Laboratory presentation
CESI LINEACT (UR 7527), Laboratory for Digital Innovation for Businesses and Learning to Support the Competitiveness of Territories, anticipates and accompanies the technological mutations of sectors and services related to industry and construction. The historical proximity of CESI with companies is a determining element for our research activities. It has led us to focus our efforts on applied research close to companies and in partnership with them. A human-centered approach coupled with the use of technologies, as well as territorial networking and links with training, have enabled the construction of cross-cutting research; it puts humans, their needs and their uses, at the center of its issues and addresses the technological angle through these contributions.

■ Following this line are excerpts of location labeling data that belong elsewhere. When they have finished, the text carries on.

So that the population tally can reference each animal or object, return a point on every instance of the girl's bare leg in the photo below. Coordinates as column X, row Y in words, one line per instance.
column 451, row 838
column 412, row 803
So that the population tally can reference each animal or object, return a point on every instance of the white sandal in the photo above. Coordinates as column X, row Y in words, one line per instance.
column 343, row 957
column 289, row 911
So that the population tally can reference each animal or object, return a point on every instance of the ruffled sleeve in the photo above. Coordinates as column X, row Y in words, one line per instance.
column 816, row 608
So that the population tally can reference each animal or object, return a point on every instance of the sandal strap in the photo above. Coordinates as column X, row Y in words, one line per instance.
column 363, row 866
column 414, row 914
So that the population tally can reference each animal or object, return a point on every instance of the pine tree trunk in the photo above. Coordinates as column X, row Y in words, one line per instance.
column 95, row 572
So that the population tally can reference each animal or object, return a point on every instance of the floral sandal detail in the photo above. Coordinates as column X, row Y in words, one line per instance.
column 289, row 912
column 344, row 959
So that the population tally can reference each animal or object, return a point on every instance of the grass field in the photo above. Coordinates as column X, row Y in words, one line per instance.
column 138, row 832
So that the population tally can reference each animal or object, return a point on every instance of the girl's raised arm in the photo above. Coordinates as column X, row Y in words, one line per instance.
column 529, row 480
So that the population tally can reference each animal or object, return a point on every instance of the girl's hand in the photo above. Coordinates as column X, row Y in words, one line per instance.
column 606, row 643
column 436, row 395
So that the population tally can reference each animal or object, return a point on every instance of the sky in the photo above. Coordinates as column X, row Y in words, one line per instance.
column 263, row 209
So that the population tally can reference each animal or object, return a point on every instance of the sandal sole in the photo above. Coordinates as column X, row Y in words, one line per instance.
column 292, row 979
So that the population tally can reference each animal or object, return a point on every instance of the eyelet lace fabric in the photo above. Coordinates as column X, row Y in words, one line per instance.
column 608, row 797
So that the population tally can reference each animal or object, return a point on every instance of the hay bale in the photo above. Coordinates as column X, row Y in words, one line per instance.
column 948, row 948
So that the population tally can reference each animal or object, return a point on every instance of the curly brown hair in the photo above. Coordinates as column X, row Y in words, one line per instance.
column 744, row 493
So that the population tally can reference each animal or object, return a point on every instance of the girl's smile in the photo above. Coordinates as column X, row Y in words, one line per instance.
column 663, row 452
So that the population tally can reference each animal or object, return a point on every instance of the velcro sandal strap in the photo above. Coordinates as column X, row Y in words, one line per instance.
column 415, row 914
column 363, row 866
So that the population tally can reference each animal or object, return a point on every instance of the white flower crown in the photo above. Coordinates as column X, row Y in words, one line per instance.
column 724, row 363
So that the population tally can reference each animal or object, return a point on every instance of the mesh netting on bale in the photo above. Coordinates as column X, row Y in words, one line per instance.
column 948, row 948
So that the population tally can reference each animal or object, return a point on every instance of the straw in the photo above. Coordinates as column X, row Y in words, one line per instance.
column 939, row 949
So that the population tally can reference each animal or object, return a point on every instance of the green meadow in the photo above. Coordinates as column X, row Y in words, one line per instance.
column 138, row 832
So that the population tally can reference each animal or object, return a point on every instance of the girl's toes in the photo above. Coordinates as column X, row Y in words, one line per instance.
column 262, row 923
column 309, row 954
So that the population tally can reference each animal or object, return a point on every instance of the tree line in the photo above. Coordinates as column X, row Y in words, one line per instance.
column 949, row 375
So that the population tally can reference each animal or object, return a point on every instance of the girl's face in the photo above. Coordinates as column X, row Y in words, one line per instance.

Its research is organized according to two interdisciplinary scientific teams and several application areas.
Team 1 "Learning and Innovating" mainly concerns Cognitive Sciences, Social Sciences and Management Sciences, Training Techniques and those of Innovation. The main scientific objectives are the understanding of the effects of the environment, and more particularly of situations instrumented by technical objects (platforms, prototyping workshops, immersive systems...) on learning, creativity and innovation processes.
Team 2 "Engineering and Digital Tools" mainly concerns Digital Sciences and Engineering. The main scientific objectives focus on modeling, simulation, optimization and data analysis of cyber physical systems. Research work also focuses on decision support tools and on the study of human-system interactions in particular through digital twins coupled with virtual or augmented environments.
These two teams develop and cross their research in application areas such as: Industry 5.0, Construction 4.0 and Sustainable City, Digital Services.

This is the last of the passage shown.